WE WOULD DO IT ALL OVER AGAIN
After staying up late studying, Morgan, Katie, and Josiah pile into the family car and make 2am burger runs to Sonic. On the way, they have the easy conversations that only close siblings can have. One minute they’re talking about spirituality and the next they’re cracking up over an inside joke. They’re typical teens in every way except that Katie and Morgan were born profoundly deaf.
Nothing had prepared Marissa and Glenn for the news that their baby, Morgan, was born deaf. Their 14-month-old, Josiah, had typical hearing. Everyone else in their extended family did, too. “The initial shock of the diagnosis made it seem like there was a big difference from our first child,” said Glenn, “but there’s not.” Marissa and Glenn became determined to give Morgan every opportunity that Josiah had.
"WE DIDN’T PARENT KATIE AND MORGAN ANY DIFFERENTLY BECAUSE THEY HAVE HEARING LOSS." —MARISSA, MOTHER
As Marissa considered the communication outcomes for her baby, she came across a video of a vivacious little girl named Julie. Like Morgan, Julie had been born profoundly deaf. Looking directly into the camera with confidence, Julie spoke fluently about her plans for the future. It was the first time that Marissa had seen anyone with profound hearing loss listen and speak. After seeing precocious Julie, Marissa and Glenn knew that Listening and Spoken Language (LSL) would help them make their dreams come true for Morgan.
But navigating the healthcare system and communicating with their insurance company to get cochlear implants for Morgan was not always easy. “A lot of times I was met with ‘no, we won’t do it,’” said Marissa. “I’ve always been taught to step back and be polite. But there were times when I had to get very direct and say, ‘I know this is what’s best for my child and if you won’t provide that, then I’m going to find someone who will.’” At 18 months old, Morgan received cochlear implants.
"THEY’RE NORMAL KIDS. THEY’RE GOING TO LIVE IN THIS WORLD AND THEY’RE GOING TO DO WELL." —Glenn, Morgan and Katie’s dad
When Katie was born profoundly deaf three years later, Marissa and Glenn wanted her to be as independent as her older sister. Katie received cochlear implants at just 12 months. “The earlier you can get hearing aids and implants, the better,” said Marissa. “The difference between Morgan’s journey and Katie’s journey—those six months—is significant. They’ve both done really well, but Morgan has had to work a lot harder. Birth to age three are years you can’t get back—invaluable speech and language development happens during that time.”
Today, the close-knit family hardly thinks about hearing loss. They’re too busy. Morgan and Katie have full schedules of AP classes, sports practice, and extracurricular activities. They attend the same large suburban high school that Josiah did. Most of their classmates and teammates don’t even realize that they’re deaf.

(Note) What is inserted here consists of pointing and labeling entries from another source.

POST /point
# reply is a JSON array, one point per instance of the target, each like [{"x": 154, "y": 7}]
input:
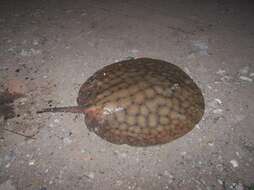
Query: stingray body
[{"x": 139, "y": 102}]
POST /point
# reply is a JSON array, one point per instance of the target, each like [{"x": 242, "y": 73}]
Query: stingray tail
[{"x": 71, "y": 109}]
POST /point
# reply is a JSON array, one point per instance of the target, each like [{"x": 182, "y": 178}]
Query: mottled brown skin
[{"x": 139, "y": 102}]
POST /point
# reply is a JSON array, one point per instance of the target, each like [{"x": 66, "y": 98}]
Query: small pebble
[
  {"x": 91, "y": 175},
  {"x": 220, "y": 72},
  {"x": 244, "y": 70},
  {"x": 234, "y": 163},
  {"x": 246, "y": 78},
  {"x": 220, "y": 181},
  {"x": 218, "y": 100},
  {"x": 217, "y": 111},
  {"x": 31, "y": 162}
]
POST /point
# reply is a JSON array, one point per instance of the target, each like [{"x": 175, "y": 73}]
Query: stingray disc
[{"x": 141, "y": 102}]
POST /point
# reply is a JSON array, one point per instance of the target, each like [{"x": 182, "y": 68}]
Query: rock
[
  {"x": 244, "y": 78},
  {"x": 7, "y": 185},
  {"x": 15, "y": 86},
  {"x": 234, "y": 163}
]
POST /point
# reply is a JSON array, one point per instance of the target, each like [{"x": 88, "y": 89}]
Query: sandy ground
[{"x": 49, "y": 48}]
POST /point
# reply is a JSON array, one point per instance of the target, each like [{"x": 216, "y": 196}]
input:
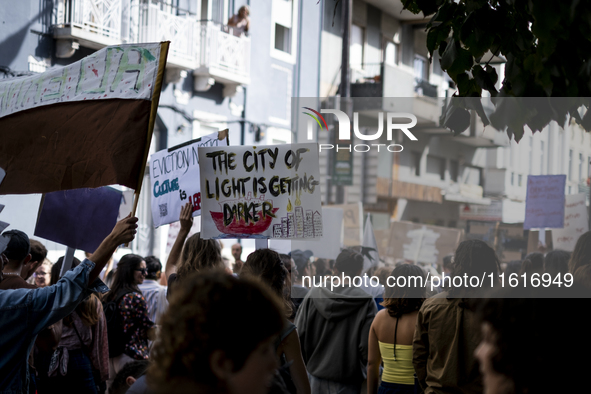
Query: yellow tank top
[{"x": 400, "y": 371}]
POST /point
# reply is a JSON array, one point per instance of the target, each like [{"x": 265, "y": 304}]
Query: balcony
[
  {"x": 90, "y": 23},
  {"x": 224, "y": 57},
  {"x": 181, "y": 30}
]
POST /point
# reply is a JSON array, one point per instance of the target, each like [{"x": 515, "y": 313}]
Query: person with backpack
[
  {"x": 26, "y": 313},
  {"x": 128, "y": 324}
]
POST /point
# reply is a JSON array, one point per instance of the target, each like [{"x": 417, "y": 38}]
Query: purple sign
[
  {"x": 544, "y": 204},
  {"x": 79, "y": 218}
]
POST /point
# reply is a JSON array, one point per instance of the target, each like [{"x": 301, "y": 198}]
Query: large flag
[{"x": 85, "y": 125}]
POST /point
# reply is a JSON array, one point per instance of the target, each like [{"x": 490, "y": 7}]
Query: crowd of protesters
[{"x": 256, "y": 327}]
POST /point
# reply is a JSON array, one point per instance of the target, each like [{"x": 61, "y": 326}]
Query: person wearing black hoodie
[{"x": 333, "y": 327}]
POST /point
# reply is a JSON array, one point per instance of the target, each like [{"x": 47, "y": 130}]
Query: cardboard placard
[
  {"x": 79, "y": 218},
  {"x": 575, "y": 223}
]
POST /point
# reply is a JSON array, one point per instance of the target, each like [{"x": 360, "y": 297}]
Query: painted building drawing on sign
[
  {"x": 260, "y": 191},
  {"x": 420, "y": 243},
  {"x": 175, "y": 178}
]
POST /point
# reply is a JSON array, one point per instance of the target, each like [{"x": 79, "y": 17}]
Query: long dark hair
[
  {"x": 87, "y": 310},
  {"x": 124, "y": 280}
]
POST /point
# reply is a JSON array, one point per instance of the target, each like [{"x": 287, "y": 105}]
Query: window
[
  {"x": 282, "y": 38},
  {"x": 454, "y": 170},
  {"x": 390, "y": 52},
  {"x": 356, "y": 48},
  {"x": 542, "y": 158},
  {"x": 283, "y": 30},
  {"x": 415, "y": 164}
]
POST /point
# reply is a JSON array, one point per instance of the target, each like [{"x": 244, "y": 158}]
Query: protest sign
[
  {"x": 175, "y": 179},
  {"x": 20, "y": 211},
  {"x": 352, "y": 230},
  {"x": 88, "y": 124},
  {"x": 421, "y": 243},
  {"x": 544, "y": 202},
  {"x": 261, "y": 192},
  {"x": 79, "y": 218},
  {"x": 575, "y": 223},
  {"x": 371, "y": 257},
  {"x": 331, "y": 243}
]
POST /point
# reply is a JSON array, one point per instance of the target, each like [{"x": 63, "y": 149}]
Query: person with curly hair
[
  {"x": 448, "y": 331},
  {"x": 81, "y": 361},
  {"x": 392, "y": 331},
  {"x": 267, "y": 265},
  {"x": 131, "y": 339},
  {"x": 199, "y": 349}
]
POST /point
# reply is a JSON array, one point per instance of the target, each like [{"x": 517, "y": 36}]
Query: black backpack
[{"x": 117, "y": 339}]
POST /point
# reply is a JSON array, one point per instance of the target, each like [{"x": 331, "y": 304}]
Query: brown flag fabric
[{"x": 85, "y": 125}]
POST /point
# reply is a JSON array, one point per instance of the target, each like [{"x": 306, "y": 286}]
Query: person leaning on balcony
[{"x": 240, "y": 23}]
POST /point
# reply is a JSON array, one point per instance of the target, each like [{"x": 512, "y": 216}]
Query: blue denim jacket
[{"x": 24, "y": 313}]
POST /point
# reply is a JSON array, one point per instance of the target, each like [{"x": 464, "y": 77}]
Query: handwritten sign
[
  {"x": 352, "y": 230},
  {"x": 175, "y": 179},
  {"x": 127, "y": 72},
  {"x": 331, "y": 243},
  {"x": 261, "y": 192},
  {"x": 421, "y": 243},
  {"x": 544, "y": 203},
  {"x": 575, "y": 223}
]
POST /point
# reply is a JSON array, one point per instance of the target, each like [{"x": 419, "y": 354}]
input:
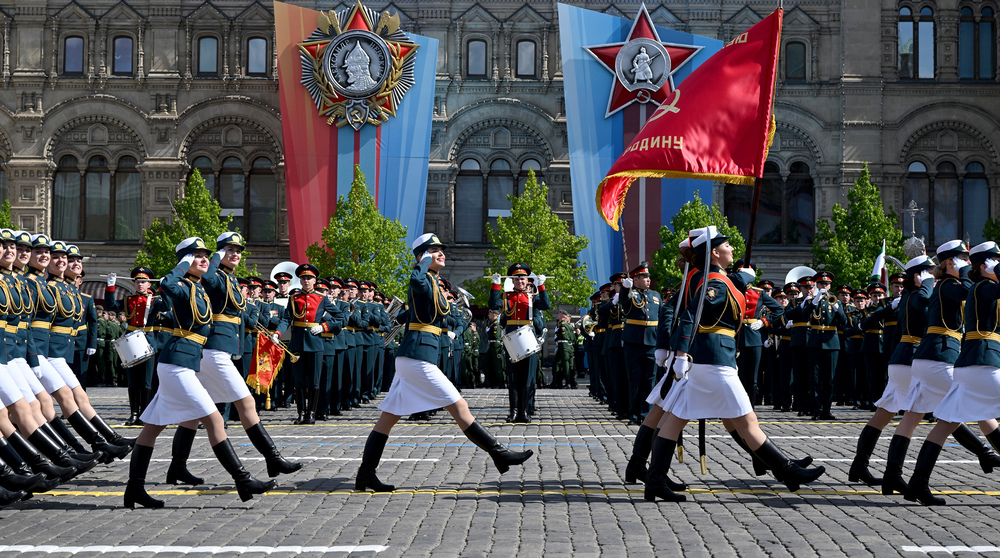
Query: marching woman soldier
[
  {"x": 419, "y": 385},
  {"x": 975, "y": 392},
  {"x": 911, "y": 317},
  {"x": 181, "y": 397},
  {"x": 218, "y": 374},
  {"x": 712, "y": 387},
  {"x": 933, "y": 365}
]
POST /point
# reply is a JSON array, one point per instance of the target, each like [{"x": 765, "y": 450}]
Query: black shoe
[{"x": 276, "y": 464}]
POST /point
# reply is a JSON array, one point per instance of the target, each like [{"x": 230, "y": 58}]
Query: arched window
[
  {"x": 916, "y": 44},
  {"x": 976, "y": 44},
  {"x": 975, "y": 202},
  {"x": 257, "y": 57},
  {"x": 525, "y": 59},
  {"x": 475, "y": 58},
  {"x": 795, "y": 61},
  {"x": 263, "y": 225},
  {"x": 469, "y": 203},
  {"x": 73, "y": 55},
  {"x": 232, "y": 191},
  {"x": 208, "y": 57},
  {"x": 122, "y": 54}
]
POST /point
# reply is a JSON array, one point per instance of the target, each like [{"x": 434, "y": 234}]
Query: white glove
[
  {"x": 661, "y": 356},
  {"x": 680, "y": 366}
]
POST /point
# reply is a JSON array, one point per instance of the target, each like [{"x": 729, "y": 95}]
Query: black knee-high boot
[
  {"x": 246, "y": 485},
  {"x": 180, "y": 450},
  {"x": 659, "y": 465},
  {"x": 35, "y": 461},
  {"x": 859, "y": 467},
  {"x": 892, "y": 479},
  {"x": 276, "y": 464},
  {"x": 135, "y": 491},
  {"x": 784, "y": 469},
  {"x": 988, "y": 459},
  {"x": 917, "y": 489},
  {"x": 369, "y": 461},
  {"x": 503, "y": 458}
]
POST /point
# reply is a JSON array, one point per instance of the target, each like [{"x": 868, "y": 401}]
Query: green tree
[
  {"x": 196, "y": 214},
  {"x": 359, "y": 242},
  {"x": 848, "y": 244},
  {"x": 536, "y": 236},
  {"x": 692, "y": 215}
]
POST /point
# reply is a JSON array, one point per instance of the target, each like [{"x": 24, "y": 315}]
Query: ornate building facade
[{"x": 106, "y": 107}]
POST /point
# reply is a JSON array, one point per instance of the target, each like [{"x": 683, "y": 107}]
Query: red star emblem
[{"x": 646, "y": 77}]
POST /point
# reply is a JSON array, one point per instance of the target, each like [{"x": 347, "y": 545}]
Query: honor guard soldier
[
  {"x": 309, "y": 314},
  {"x": 640, "y": 308},
  {"x": 136, "y": 307},
  {"x": 517, "y": 310}
]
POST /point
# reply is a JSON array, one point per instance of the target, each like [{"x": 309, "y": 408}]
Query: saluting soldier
[{"x": 640, "y": 308}]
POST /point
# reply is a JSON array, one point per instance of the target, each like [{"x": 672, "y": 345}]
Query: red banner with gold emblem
[{"x": 717, "y": 125}]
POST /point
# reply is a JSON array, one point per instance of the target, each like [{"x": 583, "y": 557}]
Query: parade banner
[
  {"x": 616, "y": 73},
  {"x": 355, "y": 90},
  {"x": 719, "y": 129}
]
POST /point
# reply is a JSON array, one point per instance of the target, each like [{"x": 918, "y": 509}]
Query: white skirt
[
  {"x": 974, "y": 395},
  {"x": 48, "y": 376},
  {"x": 896, "y": 389},
  {"x": 221, "y": 378},
  {"x": 25, "y": 379},
  {"x": 9, "y": 392},
  {"x": 931, "y": 381},
  {"x": 65, "y": 372},
  {"x": 180, "y": 397},
  {"x": 417, "y": 387},
  {"x": 708, "y": 391}
]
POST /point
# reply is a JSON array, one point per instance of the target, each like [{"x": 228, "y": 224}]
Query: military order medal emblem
[{"x": 357, "y": 65}]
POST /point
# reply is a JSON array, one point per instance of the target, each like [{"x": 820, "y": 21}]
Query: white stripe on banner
[{"x": 49, "y": 549}]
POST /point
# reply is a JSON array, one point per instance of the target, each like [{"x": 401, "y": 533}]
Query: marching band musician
[
  {"x": 182, "y": 398},
  {"x": 309, "y": 314},
  {"x": 975, "y": 392},
  {"x": 640, "y": 308},
  {"x": 934, "y": 362},
  {"x": 419, "y": 385},
  {"x": 137, "y": 308},
  {"x": 516, "y": 311},
  {"x": 712, "y": 389},
  {"x": 911, "y": 318}
]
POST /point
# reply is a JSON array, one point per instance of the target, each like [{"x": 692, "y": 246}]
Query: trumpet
[{"x": 294, "y": 357}]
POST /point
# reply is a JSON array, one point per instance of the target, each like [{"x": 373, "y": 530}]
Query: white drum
[
  {"x": 133, "y": 349},
  {"x": 521, "y": 343}
]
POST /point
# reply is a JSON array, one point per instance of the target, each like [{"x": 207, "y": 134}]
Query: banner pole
[{"x": 753, "y": 221}]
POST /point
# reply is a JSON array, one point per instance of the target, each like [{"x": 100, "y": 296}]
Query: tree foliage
[
  {"x": 848, "y": 244},
  {"x": 196, "y": 214},
  {"x": 359, "y": 242},
  {"x": 536, "y": 236},
  {"x": 692, "y": 215}
]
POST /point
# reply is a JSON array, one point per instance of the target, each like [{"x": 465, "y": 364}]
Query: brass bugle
[{"x": 291, "y": 355}]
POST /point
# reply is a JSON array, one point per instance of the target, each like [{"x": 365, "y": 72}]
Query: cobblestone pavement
[{"x": 569, "y": 500}]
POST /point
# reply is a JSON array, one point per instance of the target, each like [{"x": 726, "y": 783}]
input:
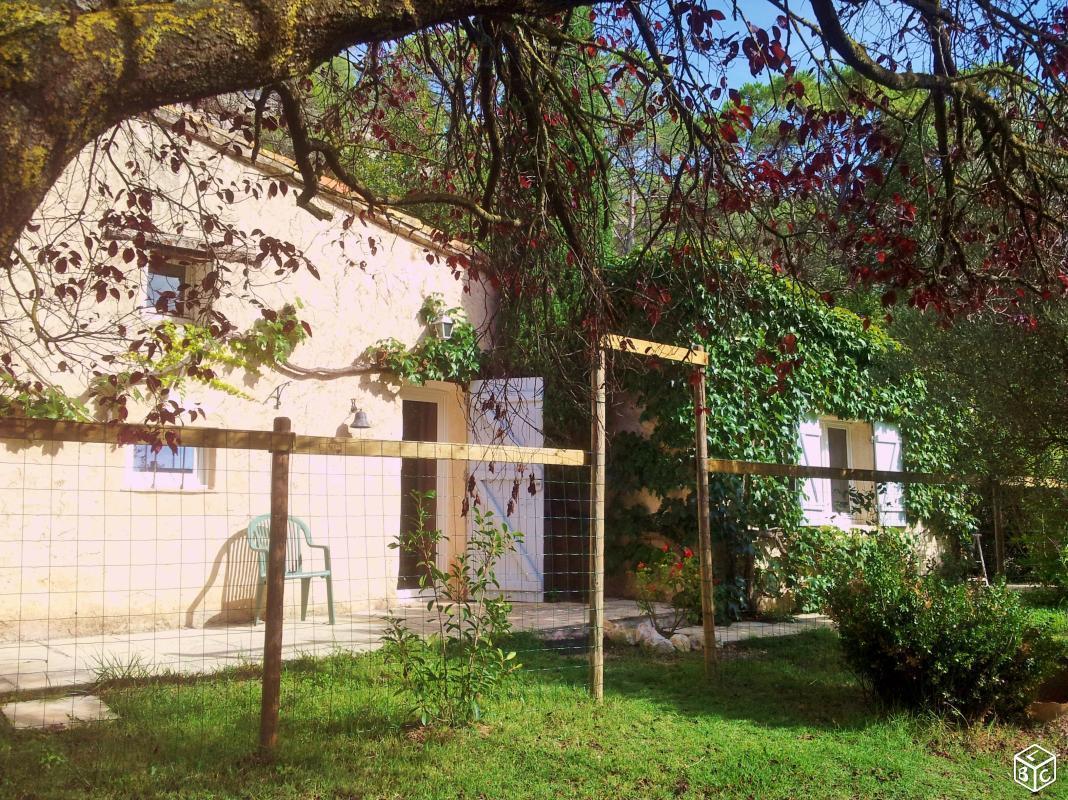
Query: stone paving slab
[{"x": 58, "y": 712}]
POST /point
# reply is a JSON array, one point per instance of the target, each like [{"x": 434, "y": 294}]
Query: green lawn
[{"x": 782, "y": 720}]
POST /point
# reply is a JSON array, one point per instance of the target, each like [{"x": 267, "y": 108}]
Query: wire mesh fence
[{"x": 135, "y": 565}]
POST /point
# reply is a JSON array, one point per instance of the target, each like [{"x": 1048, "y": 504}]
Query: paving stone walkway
[{"x": 29, "y": 665}]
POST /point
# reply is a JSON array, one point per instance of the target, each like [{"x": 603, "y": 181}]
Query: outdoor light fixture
[
  {"x": 277, "y": 394},
  {"x": 359, "y": 418},
  {"x": 443, "y": 325}
]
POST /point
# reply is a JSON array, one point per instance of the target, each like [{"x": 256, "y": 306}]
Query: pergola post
[
  {"x": 597, "y": 528},
  {"x": 276, "y": 586},
  {"x": 704, "y": 521}
]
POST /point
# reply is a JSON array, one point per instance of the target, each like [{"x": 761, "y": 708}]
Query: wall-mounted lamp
[
  {"x": 359, "y": 418},
  {"x": 277, "y": 394},
  {"x": 443, "y": 326}
]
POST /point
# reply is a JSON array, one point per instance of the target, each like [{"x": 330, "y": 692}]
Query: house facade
[{"x": 100, "y": 538}]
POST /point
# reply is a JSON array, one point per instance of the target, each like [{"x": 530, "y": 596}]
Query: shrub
[
  {"x": 674, "y": 578},
  {"x": 917, "y": 640},
  {"x": 449, "y": 674},
  {"x": 804, "y": 561}
]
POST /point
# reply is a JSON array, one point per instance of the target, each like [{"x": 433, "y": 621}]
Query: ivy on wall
[
  {"x": 177, "y": 353},
  {"x": 456, "y": 359},
  {"x": 776, "y": 353}
]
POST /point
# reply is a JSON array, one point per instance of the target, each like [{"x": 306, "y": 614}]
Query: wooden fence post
[
  {"x": 704, "y": 523},
  {"x": 999, "y": 530},
  {"x": 597, "y": 528},
  {"x": 276, "y": 587}
]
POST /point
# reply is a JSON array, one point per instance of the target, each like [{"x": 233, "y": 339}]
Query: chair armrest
[{"x": 326, "y": 553}]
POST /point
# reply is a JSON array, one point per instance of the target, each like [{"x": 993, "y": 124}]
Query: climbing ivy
[
  {"x": 179, "y": 353},
  {"x": 456, "y": 359},
  {"x": 776, "y": 353}
]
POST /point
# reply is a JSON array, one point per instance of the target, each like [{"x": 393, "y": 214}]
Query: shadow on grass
[
  {"x": 783, "y": 681},
  {"x": 343, "y": 723}
]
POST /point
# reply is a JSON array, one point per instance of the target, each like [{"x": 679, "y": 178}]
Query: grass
[
  {"x": 783, "y": 719},
  {"x": 1049, "y": 609}
]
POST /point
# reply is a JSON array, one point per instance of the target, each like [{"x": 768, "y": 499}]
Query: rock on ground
[{"x": 648, "y": 639}]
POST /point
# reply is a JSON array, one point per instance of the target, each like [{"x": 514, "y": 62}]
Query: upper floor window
[{"x": 163, "y": 283}]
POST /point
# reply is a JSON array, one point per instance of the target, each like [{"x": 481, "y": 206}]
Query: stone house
[{"x": 100, "y": 538}]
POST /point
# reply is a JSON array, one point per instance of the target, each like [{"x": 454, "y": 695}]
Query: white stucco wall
[{"x": 83, "y": 551}]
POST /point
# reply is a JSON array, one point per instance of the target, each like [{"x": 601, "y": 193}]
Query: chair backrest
[{"x": 260, "y": 540}]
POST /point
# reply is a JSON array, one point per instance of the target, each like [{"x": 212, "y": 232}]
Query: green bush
[
  {"x": 673, "y": 578},
  {"x": 449, "y": 674},
  {"x": 803, "y": 562},
  {"x": 920, "y": 641}
]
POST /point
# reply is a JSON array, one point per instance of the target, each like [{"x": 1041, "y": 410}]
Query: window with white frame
[
  {"x": 850, "y": 444},
  {"x": 836, "y": 448},
  {"x": 163, "y": 281},
  {"x": 168, "y": 468}
]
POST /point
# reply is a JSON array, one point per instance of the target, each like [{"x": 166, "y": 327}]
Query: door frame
[{"x": 443, "y": 477}]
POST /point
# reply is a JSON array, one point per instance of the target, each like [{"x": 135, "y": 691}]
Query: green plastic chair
[{"x": 258, "y": 539}]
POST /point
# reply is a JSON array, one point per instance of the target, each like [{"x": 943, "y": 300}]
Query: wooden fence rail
[{"x": 282, "y": 442}]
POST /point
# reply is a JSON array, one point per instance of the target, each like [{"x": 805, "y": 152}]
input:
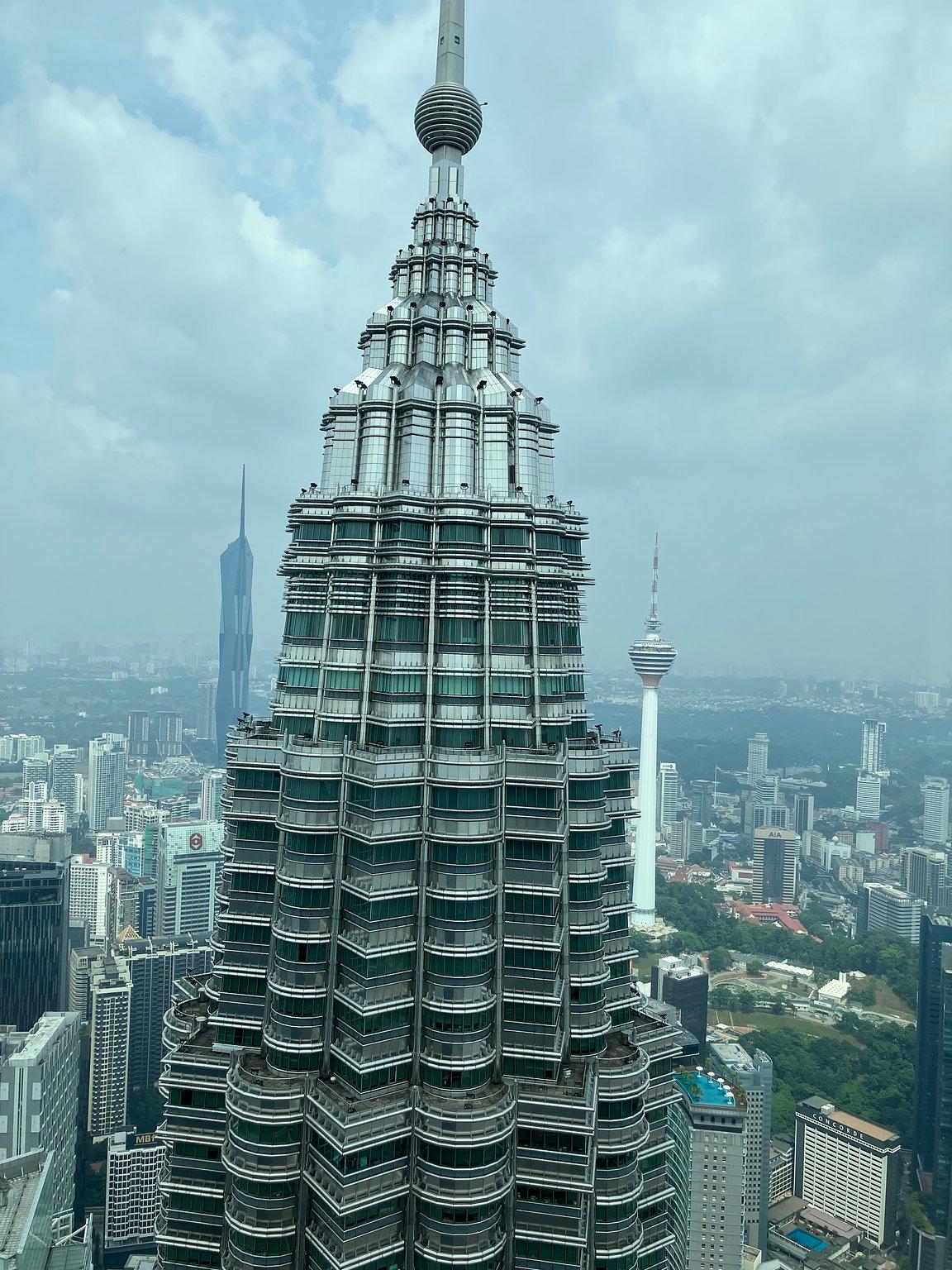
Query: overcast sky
[{"x": 722, "y": 227}]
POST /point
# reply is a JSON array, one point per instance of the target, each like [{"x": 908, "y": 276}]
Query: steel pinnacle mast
[
  {"x": 419, "y": 1047},
  {"x": 653, "y": 658}
]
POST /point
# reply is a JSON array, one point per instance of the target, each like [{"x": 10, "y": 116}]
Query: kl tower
[{"x": 653, "y": 658}]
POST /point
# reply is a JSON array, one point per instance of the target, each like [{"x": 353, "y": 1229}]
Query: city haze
[{"x": 721, "y": 229}]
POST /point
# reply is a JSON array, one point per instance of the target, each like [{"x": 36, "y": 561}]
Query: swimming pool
[{"x": 807, "y": 1241}]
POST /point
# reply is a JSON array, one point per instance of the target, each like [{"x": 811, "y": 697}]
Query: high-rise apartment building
[
  {"x": 935, "y": 809},
  {"x": 890, "y": 910},
  {"x": 653, "y": 656},
  {"x": 140, "y": 733},
  {"x": 668, "y": 794},
  {"x": 419, "y": 1042},
  {"x": 776, "y": 867},
  {"x": 40, "y": 1101},
  {"x": 869, "y": 795},
  {"x": 109, "y": 993},
  {"x": 924, "y": 873},
  {"x": 932, "y": 1143},
  {"x": 758, "y": 748},
  {"x": 753, "y": 1073},
  {"x": 871, "y": 758},
  {"x": 35, "y": 928},
  {"x": 132, "y": 1165},
  {"x": 212, "y": 785},
  {"x": 188, "y": 871},
  {"x": 168, "y": 730},
  {"x": 802, "y": 813},
  {"x": 683, "y": 982},
  {"x": 206, "y": 710},
  {"x": 847, "y": 1167},
  {"x": 107, "y": 779},
  {"x": 235, "y": 634},
  {"x": 707, "y": 1167}
]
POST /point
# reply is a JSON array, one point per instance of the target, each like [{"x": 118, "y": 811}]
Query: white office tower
[
  {"x": 188, "y": 871},
  {"x": 668, "y": 794},
  {"x": 40, "y": 1103},
  {"x": 707, "y": 1170},
  {"x": 107, "y": 779},
  {"x": 653, "y": 658},
  {"x": 757, "y": 757},
  {"x": 873, "y": 738},
  {"x": 869, "y": 795},
  {"x": 890, "y": 910},
  {"x": 132, "y": 1165},
  {"x": 753, "y": 1073},
  {"x": 54, "y": 818},
  {"x": 212, "y": 785},
  {"x": 111, "y": 992},
  {"x": 89, "y": 895},
  {"x": 935, "y": 809}
]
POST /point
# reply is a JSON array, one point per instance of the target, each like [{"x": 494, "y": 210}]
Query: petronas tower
[{"x": 421, "y": 1048}]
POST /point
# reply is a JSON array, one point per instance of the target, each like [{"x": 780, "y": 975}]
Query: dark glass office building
[
  {"x": 419, "y": 1045},
  {"x": 35, "y": 924},
  {"x": 235, "y": 632}
]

"HEARING LOSS DOESN'T HAVE TO DEFINE YOUR FAMILY." —MARISSA, MOTHER
The ambitious sisters push themselves and each other to achieve. In middle school, Morgan decided to compete on the speech team. The judges didn’t know she was deaf when they gave her first place. In the same way, Katie decided to try tennis even though no one in her family played the sport. After just a year of practice, she made the high school team. “I never felt like I couldn’t do anything because of my disability,” said Katie.
If they had to decide on a communication outcome for their daughters again, Marissa and Glenn would still choose LSL. For families with a child who’s recently been diagnosed, Glenn and Marissa have this advice: “Take a deep breath. Realize that there’s a lot of support and a lot of good opportunities out there. At the end of the day, this won’t define your child or your family.”